Objective 6: Evaluating the pedagogical effectiveness of this new paradigm and of the developed technology for both typically developing and impaired children.

Technological objectives:

Objective 7: Developing a library of software modules for analysis of nonverbal motoric expressive and social behaviour of both individuals and small groups of children and for real-time control of sound, music, haptic, and visual feedback.
Objective 8: Developing a library of software modules for multimodal (tactile, motor) analysis of nonverbal behaviour to capture the child’s learning-related affective states.

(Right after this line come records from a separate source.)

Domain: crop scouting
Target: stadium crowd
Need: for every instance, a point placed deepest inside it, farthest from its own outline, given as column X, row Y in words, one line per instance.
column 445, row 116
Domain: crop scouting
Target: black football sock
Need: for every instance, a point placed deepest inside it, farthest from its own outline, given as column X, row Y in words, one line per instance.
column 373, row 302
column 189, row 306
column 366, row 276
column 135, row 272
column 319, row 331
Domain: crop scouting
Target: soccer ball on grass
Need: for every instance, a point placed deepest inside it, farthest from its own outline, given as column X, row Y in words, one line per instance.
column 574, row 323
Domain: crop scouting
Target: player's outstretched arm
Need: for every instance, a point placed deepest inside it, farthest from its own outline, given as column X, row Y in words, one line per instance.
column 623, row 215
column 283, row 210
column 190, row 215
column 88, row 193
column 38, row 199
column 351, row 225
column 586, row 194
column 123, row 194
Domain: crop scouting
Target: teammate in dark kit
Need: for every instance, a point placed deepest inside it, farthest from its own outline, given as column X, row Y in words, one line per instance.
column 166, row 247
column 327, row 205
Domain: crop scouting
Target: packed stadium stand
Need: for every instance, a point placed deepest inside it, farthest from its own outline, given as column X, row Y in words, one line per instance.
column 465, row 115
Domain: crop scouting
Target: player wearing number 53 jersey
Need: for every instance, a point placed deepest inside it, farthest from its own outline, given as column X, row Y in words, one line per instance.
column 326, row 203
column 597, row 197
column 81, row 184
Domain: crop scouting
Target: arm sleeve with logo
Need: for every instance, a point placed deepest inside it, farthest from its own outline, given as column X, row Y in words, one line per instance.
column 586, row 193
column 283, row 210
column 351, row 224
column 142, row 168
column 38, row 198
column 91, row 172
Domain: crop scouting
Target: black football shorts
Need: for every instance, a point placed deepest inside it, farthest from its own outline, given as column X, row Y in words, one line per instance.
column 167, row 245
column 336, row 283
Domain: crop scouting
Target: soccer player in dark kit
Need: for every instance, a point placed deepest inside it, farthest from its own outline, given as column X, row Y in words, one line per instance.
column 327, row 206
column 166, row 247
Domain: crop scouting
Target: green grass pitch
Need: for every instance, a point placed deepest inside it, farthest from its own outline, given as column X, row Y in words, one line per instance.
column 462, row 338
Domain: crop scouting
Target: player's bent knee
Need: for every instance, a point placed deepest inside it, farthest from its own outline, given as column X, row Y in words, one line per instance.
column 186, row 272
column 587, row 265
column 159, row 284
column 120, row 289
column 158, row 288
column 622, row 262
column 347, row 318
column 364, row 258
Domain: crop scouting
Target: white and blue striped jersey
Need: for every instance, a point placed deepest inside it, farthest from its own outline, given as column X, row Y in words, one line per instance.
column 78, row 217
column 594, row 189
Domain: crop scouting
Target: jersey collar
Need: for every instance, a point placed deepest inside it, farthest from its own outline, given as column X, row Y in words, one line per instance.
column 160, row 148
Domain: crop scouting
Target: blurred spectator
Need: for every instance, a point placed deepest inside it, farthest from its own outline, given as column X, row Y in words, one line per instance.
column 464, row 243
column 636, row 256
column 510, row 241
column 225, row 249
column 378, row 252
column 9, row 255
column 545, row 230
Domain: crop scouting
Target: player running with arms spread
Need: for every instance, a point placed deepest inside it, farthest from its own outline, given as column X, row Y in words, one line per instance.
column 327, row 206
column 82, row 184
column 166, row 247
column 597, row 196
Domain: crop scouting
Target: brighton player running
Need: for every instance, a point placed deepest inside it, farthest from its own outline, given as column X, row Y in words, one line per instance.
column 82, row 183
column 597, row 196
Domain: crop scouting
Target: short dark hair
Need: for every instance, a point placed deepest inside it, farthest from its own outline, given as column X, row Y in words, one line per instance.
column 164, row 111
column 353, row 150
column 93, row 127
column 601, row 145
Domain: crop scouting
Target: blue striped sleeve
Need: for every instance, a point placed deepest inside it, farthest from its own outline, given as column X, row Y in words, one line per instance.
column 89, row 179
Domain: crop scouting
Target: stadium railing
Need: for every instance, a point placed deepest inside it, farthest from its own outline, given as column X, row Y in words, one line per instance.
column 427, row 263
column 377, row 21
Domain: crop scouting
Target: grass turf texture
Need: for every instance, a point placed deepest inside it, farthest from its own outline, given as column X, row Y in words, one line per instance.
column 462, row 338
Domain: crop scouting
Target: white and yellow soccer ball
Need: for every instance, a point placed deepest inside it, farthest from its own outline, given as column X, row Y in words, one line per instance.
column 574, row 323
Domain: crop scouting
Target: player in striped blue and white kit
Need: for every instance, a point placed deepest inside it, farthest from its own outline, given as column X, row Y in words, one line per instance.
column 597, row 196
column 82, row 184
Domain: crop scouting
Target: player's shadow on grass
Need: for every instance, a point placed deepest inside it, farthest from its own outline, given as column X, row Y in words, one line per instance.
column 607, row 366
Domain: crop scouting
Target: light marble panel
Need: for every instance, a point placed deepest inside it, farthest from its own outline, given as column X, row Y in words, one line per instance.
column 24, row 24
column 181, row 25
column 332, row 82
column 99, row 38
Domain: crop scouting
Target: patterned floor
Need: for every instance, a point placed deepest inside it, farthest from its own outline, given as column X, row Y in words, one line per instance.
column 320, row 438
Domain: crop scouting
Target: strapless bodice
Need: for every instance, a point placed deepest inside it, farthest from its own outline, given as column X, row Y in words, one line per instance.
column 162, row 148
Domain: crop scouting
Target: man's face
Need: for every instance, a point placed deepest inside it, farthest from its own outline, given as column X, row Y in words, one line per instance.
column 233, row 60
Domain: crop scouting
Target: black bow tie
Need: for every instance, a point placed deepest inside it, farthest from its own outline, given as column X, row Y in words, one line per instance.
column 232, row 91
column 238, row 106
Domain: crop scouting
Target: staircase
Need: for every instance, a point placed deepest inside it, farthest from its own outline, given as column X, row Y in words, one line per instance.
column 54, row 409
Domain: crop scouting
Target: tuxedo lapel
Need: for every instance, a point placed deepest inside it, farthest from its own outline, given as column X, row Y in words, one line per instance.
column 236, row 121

Objective 9: Developing an integration hardware and software platform, supporting multiple different input and output devices, and scalable to different learning environments (e.g., school and home), integrating the above-mentioned libraries and supporting design and development of serious games.
Objective 10: Developing three serious games, exploiting both the envisaged platform and libraries, and applying the art-inspired multisensory embodied and enactive pedagogical framework developed in the project. The first serious game concerns learning arithmetic through music, the second one addresses learning geometry through drawing, and the third one is a proof-of-concept of shared and social learning, for groups including typically developed and impaired children.
Objective 11: Developing tools for early diagnosis of dyslexia, grounding on recent evidence that problems in rhythm perception can be an indicator for dyslexia.